In previous examples, we only use scikit-learn algorithms. In this example, we will learn how to use another Python machine learning library. You need to install ParsimonY to run this example: https://github.com/neurospin/pylearn-parsimony
For Pipeline
, r2_score
and StratifiedKFold
we rely on scikit-learn objects.
In [1]:
from sklearn.cross_validation import StratifiedKFold
from sklearn.pipeline import Pipeline
from sklearn.metrics import r2_score
In [2]:
from mempamal.configuration import JSONify_estimator, JSONify_cv, build_dataset
from mempamal.workflow import create_wf, save_wf
from mempamal.datasets import iris
In [3]:
# iris dataset as usual but with linear regression (Why not! :p).
X, y = iris.get_data()
To ensure that parsimony.estimators.ElasticNet
is compliant with the scikit-learn interface, we create a wrapper which inherits from sklearn.base.BaseEstimator
. Notice, that this wrapper must be accessible in your PYTHONPATH
for the future tasks. In the MEmPaMaL examples we provide the ElasticNet wrapper for the sake of the example.
In [4]:
import inspect
from mempamal.examples.elasticnet_parsimony import EnetWrap
print(inspect.getsource(inspect.getmodule(EnetWrap)))

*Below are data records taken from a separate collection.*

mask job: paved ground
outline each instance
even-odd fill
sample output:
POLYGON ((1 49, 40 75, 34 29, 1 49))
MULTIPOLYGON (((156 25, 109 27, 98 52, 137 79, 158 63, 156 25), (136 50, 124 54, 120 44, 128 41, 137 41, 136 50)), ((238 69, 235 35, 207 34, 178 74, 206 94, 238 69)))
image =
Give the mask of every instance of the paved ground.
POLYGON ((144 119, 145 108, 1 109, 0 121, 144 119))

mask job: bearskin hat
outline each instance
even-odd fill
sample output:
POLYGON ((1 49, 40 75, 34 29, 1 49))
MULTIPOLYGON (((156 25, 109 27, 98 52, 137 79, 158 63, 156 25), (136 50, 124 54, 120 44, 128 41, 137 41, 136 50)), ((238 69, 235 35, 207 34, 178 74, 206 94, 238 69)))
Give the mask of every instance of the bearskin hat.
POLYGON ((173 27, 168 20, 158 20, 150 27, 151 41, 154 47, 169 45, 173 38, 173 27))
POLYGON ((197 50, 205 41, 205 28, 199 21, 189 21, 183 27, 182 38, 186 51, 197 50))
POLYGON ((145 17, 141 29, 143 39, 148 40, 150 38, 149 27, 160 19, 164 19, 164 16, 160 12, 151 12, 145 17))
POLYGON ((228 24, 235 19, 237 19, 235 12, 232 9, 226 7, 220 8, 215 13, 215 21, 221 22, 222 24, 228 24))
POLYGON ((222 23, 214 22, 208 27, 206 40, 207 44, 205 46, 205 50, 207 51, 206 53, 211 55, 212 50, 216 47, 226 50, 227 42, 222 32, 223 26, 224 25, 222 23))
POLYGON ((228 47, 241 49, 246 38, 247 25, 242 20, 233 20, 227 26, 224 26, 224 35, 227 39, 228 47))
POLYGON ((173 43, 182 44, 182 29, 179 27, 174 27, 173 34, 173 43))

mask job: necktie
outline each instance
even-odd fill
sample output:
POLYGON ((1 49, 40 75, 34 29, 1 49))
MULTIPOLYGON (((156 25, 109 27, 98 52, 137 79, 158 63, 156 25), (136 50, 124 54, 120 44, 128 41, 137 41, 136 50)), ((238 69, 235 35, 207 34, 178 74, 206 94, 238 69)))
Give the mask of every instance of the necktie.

The estimator is only the EnetWrap
and we create a multi-parameters grid (enet__l
and enet__alpha
).
In [5]:
est = Pipeline([("enet", EnetWrap())])
In [6]:
alphas = [1e-4, 1e-3, 1e-2, 0.1, 1., 10., 100., 1e3]
ls = [0.1, 0.2, 0.3, 0.4, 0.5, 0.6, 0.7, 0.8, 0.9]
grid = []
for a in alphas:
for l in ls:
grid.append({"enet__l": l,
"enet__alpha": a})
print("The grid contains {} sets of parameters:".format(len(grid)))
grid
Out[6]:
We jsonify the estimator and the cross-validation configuration.
We build the dataset in the current directory.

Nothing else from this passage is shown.